Start with an information need
Select a system and a collection to search on
Formulate a query
Send the query to the system
Receive the results in the form of information items
Scan, evaluate, and interpret the results
Either stop, or,
Reformulate the query and go to step 4

About the starting points:

One study found that for non-expert users the results of clustering were difficult to use, and that graphical depictions (for example, representing clusters with circles and lines connecting documents) were much harder to use than textual representations (for example, showing titles and topical words, as in Scatter/Gather), because documents' contents are difficult to discern without actually reading some text .

About the query specification:
Boolean queries are problematic because the basic syntax is counter-intuitive.
Solutions to solve this problem are :1. allow users to choose from a selection of common simple ways of combining query terms 2. provide a simpler or more intuitive syntax.

Visualization For Text Mining:

One of the most common strategies used in text mining is to identify important entities within the text and attempt to show connections among those entities.

Visualizing Document Concordances And Word Frequencies

In the field of literature analysis it is commonplace to analyze a text or a collection of texts by extracting a concordance : an alphabetical index of all the words in a text, showing those words in the contexts in which they appear.
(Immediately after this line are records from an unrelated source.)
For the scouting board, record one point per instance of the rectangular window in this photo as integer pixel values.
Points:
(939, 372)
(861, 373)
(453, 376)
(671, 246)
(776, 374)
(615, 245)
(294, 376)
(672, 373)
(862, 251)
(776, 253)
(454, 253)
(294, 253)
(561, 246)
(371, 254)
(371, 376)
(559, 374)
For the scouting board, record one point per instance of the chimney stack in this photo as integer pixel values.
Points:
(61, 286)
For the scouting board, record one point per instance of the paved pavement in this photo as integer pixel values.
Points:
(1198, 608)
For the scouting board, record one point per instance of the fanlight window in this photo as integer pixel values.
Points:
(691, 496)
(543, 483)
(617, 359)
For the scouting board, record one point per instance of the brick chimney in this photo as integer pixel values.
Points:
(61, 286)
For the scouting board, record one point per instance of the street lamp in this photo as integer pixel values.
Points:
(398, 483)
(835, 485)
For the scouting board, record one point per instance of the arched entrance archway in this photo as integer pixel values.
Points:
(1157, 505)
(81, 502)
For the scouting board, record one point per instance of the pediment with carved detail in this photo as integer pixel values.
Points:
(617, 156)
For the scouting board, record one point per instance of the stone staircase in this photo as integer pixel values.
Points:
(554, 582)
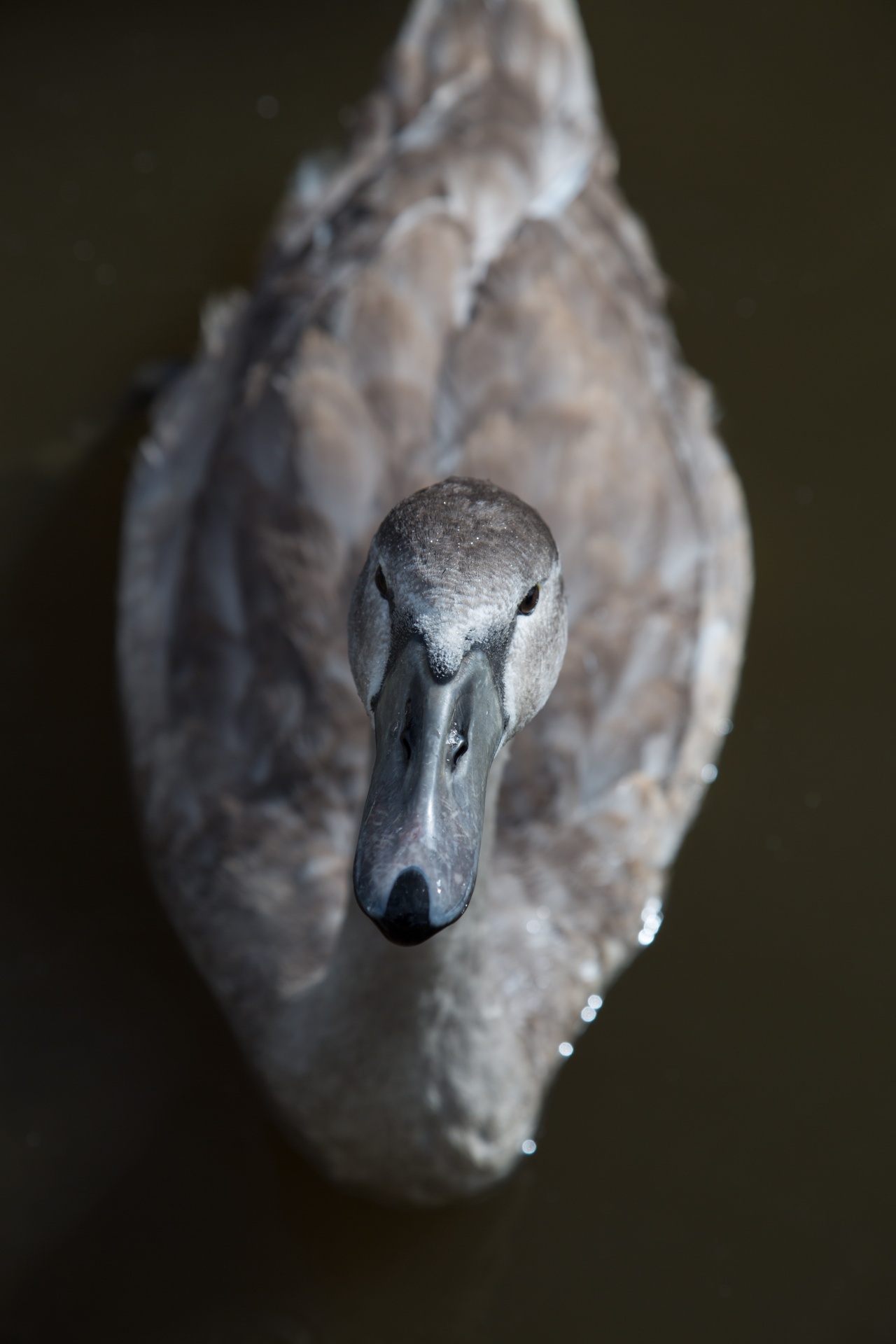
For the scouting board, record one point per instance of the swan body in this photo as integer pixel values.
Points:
(465, 308)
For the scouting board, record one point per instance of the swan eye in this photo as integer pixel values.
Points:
(531, 600)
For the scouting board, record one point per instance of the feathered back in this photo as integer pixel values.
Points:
(468, 295)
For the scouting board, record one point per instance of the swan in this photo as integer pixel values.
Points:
(456, 381)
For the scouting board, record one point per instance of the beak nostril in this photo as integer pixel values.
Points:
(457, 745)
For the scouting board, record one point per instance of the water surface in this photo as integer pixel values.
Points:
(716, 1161)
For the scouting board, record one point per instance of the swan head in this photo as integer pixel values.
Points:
(457, 634)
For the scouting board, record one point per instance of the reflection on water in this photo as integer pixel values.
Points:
(716, 1160)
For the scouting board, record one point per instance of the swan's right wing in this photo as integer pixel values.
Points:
(567, 387)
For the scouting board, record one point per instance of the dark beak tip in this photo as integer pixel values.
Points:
(406, 920)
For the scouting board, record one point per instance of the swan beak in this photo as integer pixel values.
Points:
(419, 841)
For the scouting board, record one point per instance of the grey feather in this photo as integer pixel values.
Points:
(465, 295)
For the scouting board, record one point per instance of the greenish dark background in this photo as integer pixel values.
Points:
(718, 1161)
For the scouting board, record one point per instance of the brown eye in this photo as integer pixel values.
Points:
(530, 603)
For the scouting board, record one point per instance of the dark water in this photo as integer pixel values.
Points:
(718, 1161)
The standard way to view the concordance is to place the word of interest in the center of the view with “gutters” on either side, and then sort the surrounding text in some way.

Visualizing Literature And Citation Relationships

This information is used to assess the importance of the authors, the papers, and the topics in the field, and how these measures change over time.

Some more recent approaches have moved away from nodes-and-links in order to break the interesting relationships into pieces and show their connections via brushing-and-linking interactions.